In the founders’ time, it must be remembered, death sentences were then a mandatory penalty and penitentiaries were still being designed and built.  America’s first penitentiary—Philadelphia’s Walnut Street Prison—did not even open its doors until 1790, the year before the U.S. Bill of Rights was ratified.  Now, however, death sentence are discretionary in nature, maximum-security prisons are common, and Americans have gravitated to life-without-parole sentences to protect the public from harm.

With the ready availability of penitentiaries, and with the rise of LWOP sentences, executions can no longer be considered necessary.  Even with “death-qualified” juries, LWOP sentences for murderers have become the usual punishment, while death sentences have become truly unusual.

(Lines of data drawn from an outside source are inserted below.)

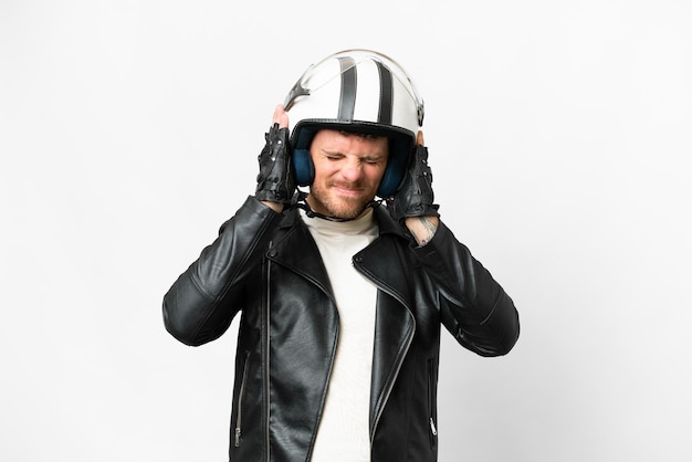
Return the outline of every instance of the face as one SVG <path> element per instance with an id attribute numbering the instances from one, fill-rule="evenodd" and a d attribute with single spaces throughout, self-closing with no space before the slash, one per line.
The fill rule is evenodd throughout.
<path id="1" fill-rule="evenodd" d="M 388 154 L 386 137 L 363 137 L 332 129 L 317 132 L 310 147 L 315 179 L 307 203 L 327 217 L 358 218 L 375 198 Z"/>

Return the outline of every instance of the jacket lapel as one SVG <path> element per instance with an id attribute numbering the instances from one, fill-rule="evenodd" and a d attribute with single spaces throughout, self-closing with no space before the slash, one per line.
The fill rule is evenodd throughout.
<path id="1" fill-rule="evenodd" d="M 399 239 L 382 238 L 390 231 L 389 217 L 378 217 L 380 238 L 354 256 L 354 265 L 378 287 L 370 386 L 370 438 L 374 438 L 379 417 L 413 339 L 416 321 L 412 315 L 412 295 L 406 273 L 409 265 Z"/>
<path id="2" fill-rule="evenodd" d="M 327 270 L 319 256 L 319 249 L 297 210 L 287 213 L 279 225 L 268 256 L 317 285 L 334 301 Z"/>

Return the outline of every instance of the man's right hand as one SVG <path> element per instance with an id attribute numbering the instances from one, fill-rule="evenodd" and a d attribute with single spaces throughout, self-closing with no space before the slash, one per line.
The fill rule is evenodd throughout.
<path id="1" fill-rule="evenodd" d="M 289 146 L 289 115 L 282 105 L 276 106 L 272 126 L 264 138 L 266 144 L 258 156 L 260 172 L 255 198 L 275 211 L 281 211 L 284 204 L 291 203 L 295 192 Z"/>

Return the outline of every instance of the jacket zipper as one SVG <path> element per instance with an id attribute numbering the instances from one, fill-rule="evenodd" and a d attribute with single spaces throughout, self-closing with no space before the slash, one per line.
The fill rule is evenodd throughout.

Criminals commit crimes, and heinous crimes such as murder reflect their callous disregard for life.  Punishments, like the U.S. Constitution, though, should reflect our values and those of our society as a whole.  Indeed, the U.S. Constitution itself should be interpreted in a manner that protects universal human rights, including human dignity and the right to be free from discrimination.  Executions have long been considered cruel—Dr. Benjamin Rush believed them to be improper for all crimes, as he said at Benjamin Franklin’s house in March 1787—and they have, over time, become highly unusual, too.

Instead of asking whether executions violate the “evolving standards of decency,” perhaps the Supreme Court should just focus on interpreting the language in the Constitution itself.  In the case of the Eighth Amendment, that means answering two basic questions: are executions cruel?  And have they become unusual?   The answer to both questions, fairly considered, is yes.

The Declaration of Independence, setting forth the American creed that Frederick Douglass, in another era, insisted Americans live up to, itself proclaims the “unalienable” right to life and “that all men are created equal.”  In looking for a principled interpretation of the U.S. Constitution’s Eighth and Fourteenth Amendments, one that no longer tolerates stripping minorities from juries or using barbaric punishments like the death penalty, a closer examination of the Constitution’s text—along with a reexamination of the Declaration of Independence and Cesare Beccaria’s writings—might be a good place to start.